When working on the Living Torrent (1895-6), Pellizza wrote: “I am attempting a social painting … a crowd of people, workers of the soil, who are intelligent, strong, robust, united, advance like a torrent, overwhelming every obstacle in its path, thirsty for justice.”
A massive painting, its life-size peasants march resolutely towards the viewer, the central figure suffused with light in a powerful representation of the might of organised political struggle.
Longoni’s The Orator of the Strike (1890-1) depicts an impassioned mason speaking high above the rally from a builder’s scaffolding. In the background, the army charges fleeing protesters with fixed bayonets.
Longini was at this outlawed May Day protest in Milan in 1890. The exhibition at which the painting was first shown opened on the following May Day, when another protest, also outlawed, took place.

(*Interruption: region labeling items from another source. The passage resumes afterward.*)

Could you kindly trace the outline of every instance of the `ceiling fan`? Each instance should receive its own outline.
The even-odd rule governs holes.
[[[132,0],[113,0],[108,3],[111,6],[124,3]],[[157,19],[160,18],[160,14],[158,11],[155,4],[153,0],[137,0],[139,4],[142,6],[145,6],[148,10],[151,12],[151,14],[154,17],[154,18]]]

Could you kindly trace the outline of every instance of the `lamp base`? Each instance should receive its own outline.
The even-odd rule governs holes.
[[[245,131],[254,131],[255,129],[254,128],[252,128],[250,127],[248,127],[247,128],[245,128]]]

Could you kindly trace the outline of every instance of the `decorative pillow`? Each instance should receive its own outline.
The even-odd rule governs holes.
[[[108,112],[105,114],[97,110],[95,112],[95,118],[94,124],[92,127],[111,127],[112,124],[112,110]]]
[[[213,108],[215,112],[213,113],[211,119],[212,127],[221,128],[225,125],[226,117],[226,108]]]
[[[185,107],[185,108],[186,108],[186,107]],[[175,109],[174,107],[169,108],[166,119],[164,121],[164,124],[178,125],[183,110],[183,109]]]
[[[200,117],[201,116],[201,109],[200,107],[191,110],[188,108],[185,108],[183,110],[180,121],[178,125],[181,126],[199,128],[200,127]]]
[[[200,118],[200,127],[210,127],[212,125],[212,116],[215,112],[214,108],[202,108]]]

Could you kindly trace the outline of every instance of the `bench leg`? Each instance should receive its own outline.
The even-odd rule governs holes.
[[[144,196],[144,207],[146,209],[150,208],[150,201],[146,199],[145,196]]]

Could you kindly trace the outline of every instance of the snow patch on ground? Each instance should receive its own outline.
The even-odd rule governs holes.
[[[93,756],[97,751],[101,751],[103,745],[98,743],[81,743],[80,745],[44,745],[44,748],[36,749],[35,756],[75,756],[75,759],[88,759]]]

The left-wing press reproduced and discussed such works, spreading their power beyond the walls of art museums and galleries. Some argued that they were over-didactic, others defended them as effective calls to arms.
Such fiercely topical works were seen as a threat by the authorities. Longini was put under police surveillance. So harsh was state repression that he and Pellizza later retreated into a vague symbolism.

Other divisionists exposed social injustice. Morbelli’s For Eighty Cents! (1893-5) shows a line of peasant women ankle-deep in the foetid water and stinking heat of rice fields. The title scoffs at their derisory pay. …
For the symbolists, divisionism was a means of conveying states of mind rather than a positivist engagement with realism. Previati’s and Segantini’s quasi-mystical paeans to the sanctity of motherhood belong to a conservative Catholic tradition which resisted political and social change.
Segantini’s well-fed, tranquil peasants are far removed from Pellizza’s angry, hungry living torrent. Portraying peasant life as reassuringly idyllic and unchanging, his works conveyed a conservative ideal.
Grubicy’s idealised landscapes, influenced by Japanese prints, represent the city dweller’s rose-coloured longing for nature unsullied by human habitation or intervention.
Divisionism was the first aesthetically radical manner to be widely known in Italy. Within a culturally provincial climate, its adoption symbolised the rejection of tradition in favour of modernity. As some divisionists were also socialists, aesthetic radicalism became associated with political radicalism in the public mind and the manner became doubly synonymous with all that was outrageous.
This has masked the fact that, by the 1890s, appreciating and collecting esoteric avant garde art signified sophistication and social superiority for a section of the haute bourgeoisie. …
However, the following generation of Italian divisionists boldly capitalised on the legacy of the pioneers. Balla’s, Boccioni’s and Carra’s paintings exploded into an uncompromising riot of modernist colour and expressive brush marks so genuinely radical that they had an international impact. They soon aligned themselves with Marinetti’s futurists which inherited and perpetuated the twinned antagonistic ideological roots of Italian divisionism.
This exhibition gives a clear account of these divergent tendencies and influences. It is a pleasure to see the socialist works of Balla, Nomellini, Pellizza and Longini. Arguably the most stunning room is the last one, in which we can see icons of modernism such as Boccioni’s The City Rises (1910) and Balla’s spectacular Street Light (1910-11).
However, be prepared for the many works which were anything but radical too.
Exhibition shows until September 7 and costs £8 or £4 on Tuesday afternoons and Wednesdays 6-9 pm. Concessions £7-£4.